Hope you have got your tenders in for the new customs system that needs to be built. They would have snapped your hand off, "three months, easy".
P.S. Please look at this PHE website and tell me that this is all built on Excel:
https://coronavirus.data.gov.uk/
P.P.S. The IP address for that site resolves to Microsoft in Amsterdam. Shock horror Azure.
INRAT but I suspect it is pie in the sky software delivery stuff. As someone who has worked in IT for decades managing the delivery of software projects from expert teams of developers. I think I would stick with Excel.
On town planning, I would suspect its a way for local authorities to hold more power.
It's because it's been delegated to Local planning authorities since 1947 and nobody has put together the technical framework or law amendments to co-ordinate the data management.
Our lab system runs an SQL which dumps a load of data into Excel. I “clean” the data, convert to CSV then upload to the PHE portal.. I know nothing about computers!
The system in the lab isn't providing a fully processed data output. Therefore, it is being manually processed by somebody with a low level of confidence in their own competence and there doesn't appear to be any reviews/checking. Inefficient use of resource and prone to introducing error. I'd hope that this is just reporting data and such a process wouldn't be tolerated if people's health could be impacted if a mistake is made.
Confession: I sometimes open and read IT threads on here that I have no hope of understanding because I find it weirdly reassuring. I didn't intend for this to be one of those threads but it certainly is.
Also, am I right in thinking that this specific problem would not have happened if they were using a newer version of Excel?
Having worked on an NHS project at the start of Covid the one thing that's not being said is the pressure from on-high to deliver results in very short timescales
All the talk of setting up this in the cloud, configuring that and bingo perfect running system is great but at the end of the day some people have been set the task of delivering ABC by the next day after they'd already delivered XYZ 24 hours earlier
Sometimes chucking it into Excel and getting a person to crunch the data is just the way it gets done to meet the deadline - Not that i think it's right 🙂
Try not to think like that @stevious, try to think more about a large government contractor actually using technology that is fit for the purpose it is going to be used for. Even if Excel had the ability to use an infinite number of rows, it is still the wrong choice for this purpose.
I mean, I once ‘accidentally’ took out a large part of of the mobile network of a European capital city for an hour because I thought I was typing in another window. How we laughed (later, much later)

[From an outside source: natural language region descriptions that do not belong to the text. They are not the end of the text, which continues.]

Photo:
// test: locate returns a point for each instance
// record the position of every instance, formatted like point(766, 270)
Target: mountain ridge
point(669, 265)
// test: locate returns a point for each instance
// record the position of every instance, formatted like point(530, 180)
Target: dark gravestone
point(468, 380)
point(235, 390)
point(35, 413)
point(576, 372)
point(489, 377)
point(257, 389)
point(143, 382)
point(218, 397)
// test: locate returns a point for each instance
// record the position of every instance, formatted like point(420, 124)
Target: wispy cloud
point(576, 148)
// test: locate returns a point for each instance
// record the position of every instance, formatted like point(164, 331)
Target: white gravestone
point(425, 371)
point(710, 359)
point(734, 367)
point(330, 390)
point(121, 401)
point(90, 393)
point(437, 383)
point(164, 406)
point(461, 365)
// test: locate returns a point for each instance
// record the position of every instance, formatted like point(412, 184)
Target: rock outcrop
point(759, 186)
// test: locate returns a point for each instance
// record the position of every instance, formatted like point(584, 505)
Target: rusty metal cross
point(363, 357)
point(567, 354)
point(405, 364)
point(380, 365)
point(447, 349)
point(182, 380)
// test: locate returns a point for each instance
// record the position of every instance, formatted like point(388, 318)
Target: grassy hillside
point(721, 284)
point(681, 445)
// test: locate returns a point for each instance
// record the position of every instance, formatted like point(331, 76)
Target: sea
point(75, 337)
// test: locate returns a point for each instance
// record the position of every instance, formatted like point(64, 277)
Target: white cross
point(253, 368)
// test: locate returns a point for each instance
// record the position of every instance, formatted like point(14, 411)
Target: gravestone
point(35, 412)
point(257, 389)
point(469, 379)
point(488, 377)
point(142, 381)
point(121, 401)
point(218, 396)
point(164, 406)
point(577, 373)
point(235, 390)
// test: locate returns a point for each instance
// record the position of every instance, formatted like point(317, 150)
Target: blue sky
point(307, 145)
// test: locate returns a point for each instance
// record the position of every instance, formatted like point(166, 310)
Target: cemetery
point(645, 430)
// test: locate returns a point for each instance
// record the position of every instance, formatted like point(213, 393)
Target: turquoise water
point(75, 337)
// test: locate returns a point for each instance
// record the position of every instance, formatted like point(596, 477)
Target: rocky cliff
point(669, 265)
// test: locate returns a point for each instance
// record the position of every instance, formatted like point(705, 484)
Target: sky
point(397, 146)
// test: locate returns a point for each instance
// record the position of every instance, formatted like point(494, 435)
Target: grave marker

I did that once in China in the early hours of the morning. Typed 'shutdown -h now'* in a shell window thinking it was my local console - it wasn't. Cue a very frantic night of finding the guy with the key to the building where I'd just shut down the cell site, going to his house, waking him up at 2am, shoving him in a taxi and driving to 'work', wandering round a huge skyscraper in the dark trying to locate a comms room on the Nth floor. Finally locating the kit and restarting it. All through my assistant as I didn't speak a work of Chinese and no one, bar her, spoke a word of English.
* This was in the days when if you put RedHat on a laptop it didn't have any integration with power buttons etc and the only way to shut it down was by command line.
@willard, I get what you're saying and I don't doubt that the process used would have thrown up a different issue. But if they were using a newer version of Excel would we have seen this specific problem?
@willard, I get what you’re saying and I don’t doubt that the process used would have thrown up a different issue. But if they were using a newer version of Excel would we have seen this specific problem?
It may have avoided the problem they had, but whats to say something else didn't fall over in the process?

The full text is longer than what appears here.